Do not be frustrated

Many of the linked documents can only be fully understood with very specific technical skills (and sometimes theoretical knowledge) far beyond those required or provided by this course. Please try to focus on the topics relevant to the course. Most importantly, do not be frustrated if you do not manage to understand everything.

In many cases I do not understand everything either.

Ask ChatGPT

Many technical documents on the web rely on very specific commands from Linux, Windows, Powershell, PHP, and other technologies. Understanding these commands or their output is often difficult. Asking ChatGPT (or Bard, or a similar technology) for clarification is often a great help.

While there is no guarantee that the answer will be correct, in many cases the answer will be very useful (and indeed correct).

A prompt technique that often works well is this: "explain this:" followed by a copy-and-pasted command, or command output, or piece of code.
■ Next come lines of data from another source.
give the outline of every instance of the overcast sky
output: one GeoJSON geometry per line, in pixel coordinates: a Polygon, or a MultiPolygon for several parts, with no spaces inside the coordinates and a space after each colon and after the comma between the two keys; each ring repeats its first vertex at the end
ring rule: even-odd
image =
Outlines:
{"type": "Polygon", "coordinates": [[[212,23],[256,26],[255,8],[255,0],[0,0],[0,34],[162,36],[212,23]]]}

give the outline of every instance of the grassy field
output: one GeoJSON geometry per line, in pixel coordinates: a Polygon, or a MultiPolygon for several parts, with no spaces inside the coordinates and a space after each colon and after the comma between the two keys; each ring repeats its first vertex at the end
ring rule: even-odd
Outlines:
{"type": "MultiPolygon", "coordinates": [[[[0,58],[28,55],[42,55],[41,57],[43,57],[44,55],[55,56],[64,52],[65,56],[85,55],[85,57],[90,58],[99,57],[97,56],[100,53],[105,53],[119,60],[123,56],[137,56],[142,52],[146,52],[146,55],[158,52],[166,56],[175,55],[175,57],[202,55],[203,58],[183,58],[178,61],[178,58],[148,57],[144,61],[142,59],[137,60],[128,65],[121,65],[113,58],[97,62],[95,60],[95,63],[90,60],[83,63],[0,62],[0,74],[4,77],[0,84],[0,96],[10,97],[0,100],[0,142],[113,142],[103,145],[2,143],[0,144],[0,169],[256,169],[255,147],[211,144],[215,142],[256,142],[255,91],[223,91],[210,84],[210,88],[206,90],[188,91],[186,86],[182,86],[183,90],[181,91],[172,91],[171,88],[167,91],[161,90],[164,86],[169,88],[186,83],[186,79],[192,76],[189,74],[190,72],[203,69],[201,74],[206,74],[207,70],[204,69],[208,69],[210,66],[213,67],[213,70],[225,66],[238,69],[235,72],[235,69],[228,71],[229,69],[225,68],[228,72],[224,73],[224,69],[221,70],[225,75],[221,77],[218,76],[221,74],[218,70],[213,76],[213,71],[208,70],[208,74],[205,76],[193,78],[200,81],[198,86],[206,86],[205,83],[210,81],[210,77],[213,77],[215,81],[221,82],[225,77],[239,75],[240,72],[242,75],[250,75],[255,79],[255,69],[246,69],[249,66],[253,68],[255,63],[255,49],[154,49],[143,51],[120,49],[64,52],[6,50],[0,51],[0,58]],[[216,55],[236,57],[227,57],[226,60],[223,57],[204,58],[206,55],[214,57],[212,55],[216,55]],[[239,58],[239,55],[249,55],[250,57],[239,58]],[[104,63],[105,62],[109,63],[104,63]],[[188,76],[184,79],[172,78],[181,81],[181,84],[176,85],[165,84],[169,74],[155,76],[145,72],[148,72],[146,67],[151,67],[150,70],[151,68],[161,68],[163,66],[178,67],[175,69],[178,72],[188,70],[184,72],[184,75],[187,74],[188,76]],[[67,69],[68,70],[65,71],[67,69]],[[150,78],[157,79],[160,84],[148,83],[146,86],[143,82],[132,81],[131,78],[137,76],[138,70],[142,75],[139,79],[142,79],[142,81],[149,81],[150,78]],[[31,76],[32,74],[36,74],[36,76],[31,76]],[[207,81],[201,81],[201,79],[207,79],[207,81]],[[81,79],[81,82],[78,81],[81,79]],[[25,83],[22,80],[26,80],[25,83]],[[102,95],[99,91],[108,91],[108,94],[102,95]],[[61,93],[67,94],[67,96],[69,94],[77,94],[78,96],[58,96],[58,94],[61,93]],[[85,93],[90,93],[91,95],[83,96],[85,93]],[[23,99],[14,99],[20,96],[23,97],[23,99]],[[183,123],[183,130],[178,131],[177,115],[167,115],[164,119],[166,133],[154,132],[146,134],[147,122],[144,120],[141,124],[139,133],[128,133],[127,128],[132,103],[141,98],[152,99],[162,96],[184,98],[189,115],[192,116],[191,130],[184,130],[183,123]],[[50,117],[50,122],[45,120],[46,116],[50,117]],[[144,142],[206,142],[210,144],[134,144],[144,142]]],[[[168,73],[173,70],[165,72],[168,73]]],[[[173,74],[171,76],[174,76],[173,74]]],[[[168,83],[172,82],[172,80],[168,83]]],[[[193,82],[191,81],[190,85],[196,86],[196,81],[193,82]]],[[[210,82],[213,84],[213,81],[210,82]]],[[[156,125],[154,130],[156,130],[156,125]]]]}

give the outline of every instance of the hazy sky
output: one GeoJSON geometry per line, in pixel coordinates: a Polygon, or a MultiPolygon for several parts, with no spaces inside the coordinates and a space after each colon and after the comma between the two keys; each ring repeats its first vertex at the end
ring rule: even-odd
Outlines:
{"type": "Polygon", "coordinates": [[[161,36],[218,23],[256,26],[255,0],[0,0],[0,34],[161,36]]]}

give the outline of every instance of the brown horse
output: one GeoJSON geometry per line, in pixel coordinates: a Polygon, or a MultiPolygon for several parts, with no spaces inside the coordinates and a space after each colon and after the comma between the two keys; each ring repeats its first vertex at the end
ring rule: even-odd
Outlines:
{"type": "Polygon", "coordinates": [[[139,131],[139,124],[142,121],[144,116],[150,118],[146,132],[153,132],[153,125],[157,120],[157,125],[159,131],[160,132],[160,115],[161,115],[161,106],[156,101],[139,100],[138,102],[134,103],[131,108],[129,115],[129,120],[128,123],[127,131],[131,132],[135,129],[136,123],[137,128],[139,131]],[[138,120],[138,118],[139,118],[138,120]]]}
If you want instead to "learn" something, asking broad and general questions is not very useful (e.g. "how does access control work in Windows?"). It is usually much better to start general in order to delimit the overall scenario and then be very specific.

  • Start with something like "I want to understand Linux administration", or "I am a Windows user", "I am a Python programmer; I want to write a script that operates on Pandas dataframes", etc.
  • Then, make a very specific question. For example, "In Windows, how can I list all users of a given group from the command line?"

Relying on ChatGPT/Bard for having a quick, approximate understanding of what a command (or even a piece of code) actually does is a strategy used also by a top security company, Mandiant: see Analyzing an Alert for a PowerShell Script (there might be a conflict of interest, though, as Mandiant is part of Google and this post promotes the use of Bard, also a Google service).

I have occasionally provided a link to brief explanations provided by ChatGPT/Bard on specific topics, for ease of reading. As just pointed out, there is no guarantee that those explanations are correct: take them just as hints.